Russian stocks seen falling on US key rate, COVID-19 worries
MOSCOW, Jul 12 (PRIME) -- The Russian stock market can open lower on Tuesday following a decrease on the foreign bourses that fear a fast U.S. key rate rise and new COVID-19 quarantines, analysts said.
"Speaking about the global market mood on Tuesday morning, we can characterize it as negative. The leading Asian markets decrease by up to 1.9%. Futures for the key American indices lose up to 0.6%. The nearest Brent futures fell by 1.7% to U.S. $105.3 per barrel," senior analyst at financial supermarket Banki.Ru Bogdan Zvarich said.
Investors are worried that high U.S. inflation will force the Federal Reserve System (Fed) to raise the key rate more actively at the coming meetings, which might raise the risks of recession and of a poorer performance of local companies, most of all, those with a high debt burden, Zvarich said.
A new outbreak of the coronavirus is an additional factor of concern. Possible new quarantines can undermine global economic growth, the analyst said.

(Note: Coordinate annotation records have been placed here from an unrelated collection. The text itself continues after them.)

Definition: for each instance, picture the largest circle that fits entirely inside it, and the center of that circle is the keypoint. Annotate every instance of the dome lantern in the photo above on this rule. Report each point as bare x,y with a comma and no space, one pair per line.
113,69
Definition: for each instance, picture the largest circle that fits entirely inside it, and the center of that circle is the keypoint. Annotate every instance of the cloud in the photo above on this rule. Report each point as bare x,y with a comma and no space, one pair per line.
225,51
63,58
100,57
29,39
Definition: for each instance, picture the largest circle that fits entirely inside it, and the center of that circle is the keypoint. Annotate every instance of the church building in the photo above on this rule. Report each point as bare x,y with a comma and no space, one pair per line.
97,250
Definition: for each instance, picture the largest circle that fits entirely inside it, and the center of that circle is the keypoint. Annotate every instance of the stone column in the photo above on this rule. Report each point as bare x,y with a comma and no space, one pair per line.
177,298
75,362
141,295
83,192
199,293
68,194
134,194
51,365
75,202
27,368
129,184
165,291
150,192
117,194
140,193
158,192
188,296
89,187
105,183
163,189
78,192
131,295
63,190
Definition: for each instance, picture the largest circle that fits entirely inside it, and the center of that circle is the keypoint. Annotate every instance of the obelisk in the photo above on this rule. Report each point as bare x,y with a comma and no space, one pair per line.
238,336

Georgy Vashchenko, head of investment company Freedom Finance’s department for trade operations on the Russian stock market, says that negative dynamics of the Russian market can also be explained by dividend cut-offs of large companies.
He said that the downward correction might be short-term, and the losses may be erased after some local companies release their operating and financial reports for April–June.